While I was at work a while back, I noticed a magazine that I used to love, so much so, my mom had gotten me a subscription to it. I think that I might still have some copies from that time somewhere around here. I keep promising myself that I will go through all my old magazines and remove the things that I like or want to keep and toss the rest, but when I have tried to do that, I find I just don’t have the heart to.

During some downtime, I decided to flip through the magazine to see if it gave me the same emotions I had when I was younger. The magazine usually focuses on the “refined” styles and culture of semi-antiquidated accumulation, gardening and lifestyles. I remember loving looking at the things within the homes, the gardens, the lush countryside and everything pictured. It was a lot like seeing into one of your favourite princess fairytales. In some ways, it was a magazine to aspire to be.

Looking at the magazine now, I came to a realization that had been completely lost to me in my younger years. The magazine glorified the luxuries of the rich, their expansive free time to create gardens, collections, etc., and the money to have expansive grounds, huge collections of expensive China, furniture, or even the homes themselves. It wasn’t something that I could have ever aspired to be or have, which, makes me feel better that I viewed it more as a fairytale wishlist than a reality.
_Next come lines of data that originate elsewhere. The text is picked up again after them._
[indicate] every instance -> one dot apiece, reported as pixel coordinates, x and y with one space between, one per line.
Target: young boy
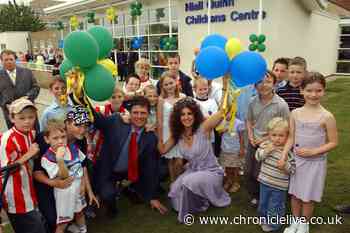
18 146
273 180
261 110
63 160
61 104
291 91
280 70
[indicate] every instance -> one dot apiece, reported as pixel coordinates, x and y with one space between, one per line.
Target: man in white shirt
15 82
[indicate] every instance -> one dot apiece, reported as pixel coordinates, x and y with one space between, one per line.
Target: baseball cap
79 115
18 105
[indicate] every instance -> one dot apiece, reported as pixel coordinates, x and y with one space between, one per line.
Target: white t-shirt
230 140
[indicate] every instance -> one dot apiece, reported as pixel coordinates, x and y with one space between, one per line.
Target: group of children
284 137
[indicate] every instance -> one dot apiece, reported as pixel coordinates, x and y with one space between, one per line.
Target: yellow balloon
109 65
233 47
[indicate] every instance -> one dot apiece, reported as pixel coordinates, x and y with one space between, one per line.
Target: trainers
303 228
254 202
234 188
73 228
266 228
292 228
344 209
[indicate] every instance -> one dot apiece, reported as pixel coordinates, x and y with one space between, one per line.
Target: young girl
273 181
313 133
232 152
170 94
150 93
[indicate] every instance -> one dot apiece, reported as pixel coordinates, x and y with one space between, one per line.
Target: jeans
272 205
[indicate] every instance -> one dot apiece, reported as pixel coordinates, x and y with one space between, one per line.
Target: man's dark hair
140 101
8 52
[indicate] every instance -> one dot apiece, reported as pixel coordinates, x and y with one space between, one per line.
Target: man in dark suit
15 82
117 161
184 80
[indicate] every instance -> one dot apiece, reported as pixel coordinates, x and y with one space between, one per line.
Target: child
170 94
150 93
61 161
18 146
232 152
132 85
274 181
208 106
265 106
142 68
61 104
313 133
291 91
280 70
Today, I picked up another magazine while at work that was all about destressing and creating calm. It sounds like something that one can do easily, effectively and cheeply, but alas, this magazine was also highlighting the privileges of having no financial woes, changing your entire home aesthetic, including rugs, furniture, beds, etc., take a vacation, and other assorted items you need to purchase to get more calm in your life. To be stress free, in essence, means, you have to get more stuff, or change stuff, or basically incur an expense.

Which, if you have a nice expendable income, is great. If you are like me, where income is a cause of stress, the idea of having to use already limited income to help deal with stress creates stress. It’s highly counterintuitive.

One of the problems with this idea that stress relief is just a purchase away is that it reeks of privilege. It is the same privilege that the minimalist ideas were founded on. It is the idea that you can easily afford what you need when you need it.

Let me tell you, if that were the case, I would be a lot less stressed at the moment.

Another problem is that while it recognizes that a change in atmposphere and aesthetics can create a temporary calm, it will not remove the stressors in your life. It provides a momentary reprieve, but usually stress is caused by outside factors that you truly have very little control over, or we have very few options to try and overcome it. It often involves other people or situations that we can only affect on a very minimal level as we wait out things to move one way or the other. While we can change our environment and create a “sacred space” to center in, we still have to leave it and attempt to find some way through a mountain.

For the poor or financially challenged, that is even harder. They can only create so much “sacred space”. They can only turn inward so much to find center. But the majority of their time is spent trying to find a way to survive. It is mentally and physically unhealthy, and makes it even more difficult to center.

In the end, decisions have to be made, usually the hardest ones causing the stress, otherwise, the person breaks. It isn’t as easy as just changing the decor, buy candles, drink chamomile tea, nestle into a warm blanket with a book and shut the world out for a few. The world is still out there and it isn’t going to go away for people who don’t have expendable income. It is insulting to suggest it, even.

Until we recognize that not every person has the same stressors and that often, those stressors are detrimental to survival, we need to quit promoting these ideas that more stuff, consumerism and ignorance of wealth inequities will make everything better.

Yeah, a trip overseas to Islay, my “good for the soul” place, would certainly take away a lot of my stress, but when I return, I’ll still be poor.